The transaction was included in an expenditure report, submitted to the federal government, as being paid to an engineering company for “plant and equipment”.

“That description was false,” Derrington said. “Although [David] Hutchinson was responsible for the accounts, he had no explanation as to why the recipient of the funds and the use to which they were being put were misleadingly represented in this way.

“It seems that the effect of the transfer to the offset account was to reduce the amount of interest that Mr Stephen Hutchinson and his wife were required to pay on their loan.

“Despite [David] Hutchinson’s assertions to the contrary, there was no valid reason for Green Day Energy’s funds to have been used in that manner.”

The judgment says Hutchinson conceded in cross-examination that he had not sought approval from the board of Green Day Energy before transferring the money.

“Whilst Mr Hutchinson and his brother have returned the $500,000 to the account of Green Day Energy, and may have paid some interest on the sum, that cannot negate the obvious impropriety of the transaction that was undertaken,” it says.

“Indeed, it gives the appearance merely that they were trying to restore some of their credibility once they were caught in the process of, quite unmistakably, misusing the company’s funds.”

The court also heard that Green Day Energy had bought two motor vehicles. One of those, a Nissan Navara, had been bought by Hutchinson “purportedly for Green Day Energy, but was registered in his own name and not that of the company”. The other, a Ford Ranger, was used by his brother “exclusively for his own purposes, and stored at his private residence”.

“These dealings by Mr Hutchinson reinforce the view that he has been prepared to misapply the company’s funds rather audaciously for his own benefit and for the benefit of his relatives,” the judgment says.

“Such behaviour is offensive to ordinary understandings of sound financial management. It strengthens the conclusion that he should not remain in a position where he enjoys financial control over Green Day Energy.”

The judgment says Hutchinson’s “permitting – if not actively facilitating – the misuse of company funds for his benefit and the benefit of his brother” was a “serious” breach of his statutory and fiduciary duties.

“Additionally, it is a matter of great concern that, in the course of his crossexamination, he was seemingly unable to acknowledge that certain of the dealings with his brother were inappropriate,” the judgment said.

The court ruled that Hutchinson had invalidly placed Green Day Energy into administration amid a dispute with his business partner, the former LNP official and candidate Brad Carswell.

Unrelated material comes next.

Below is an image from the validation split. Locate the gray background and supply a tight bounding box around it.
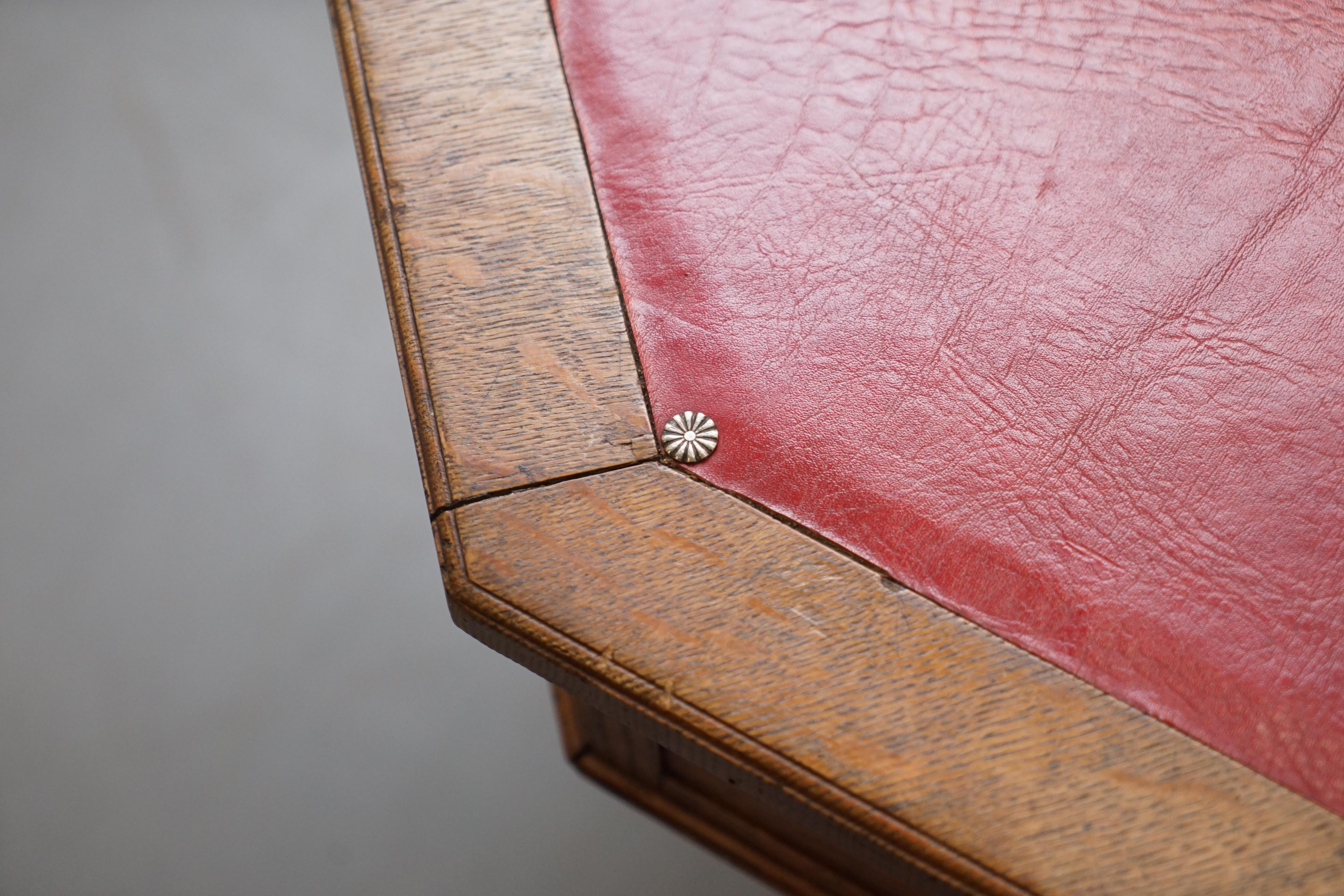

The court also found that Carswell’s removal as a director of Green Day Energy was invalid. It ordered both of those actions voided.

The company was registered with the Australian Securities and Investments Commission three days before Christmas in 2021 – the same day that the federal government released the grant guidelines for its “securing raw minerals program”.

The grant was approved by the then minister for regionalisation, Bridget McKenzie, after being assessed by the government business grants hub and reviewed by a committee.

McKenzie made several election announcements in the following weeks about regional businesses awarded money from the $29m securing raw minerals program. The grant to Green Day Energy does not appear to have been announced until after the election.

A spokesperson for McKenzie told Guardian Australia in October that the office of the former deputy prime minister, Barnaby Joyce, had taken carriage of an announcement because McKenzie was not visiting the region.

“To the best of our recollection the former minister did not meet or speak with Green Day Energy prior to the grant being awarded,” the spokesperson said. “Senator McKenzie was the responsible minister for the program, which was a competitive grants program.”

The federal government is “considering its position” in relation to the grant.

Guardian Australia has approached David Hutchinson for comment.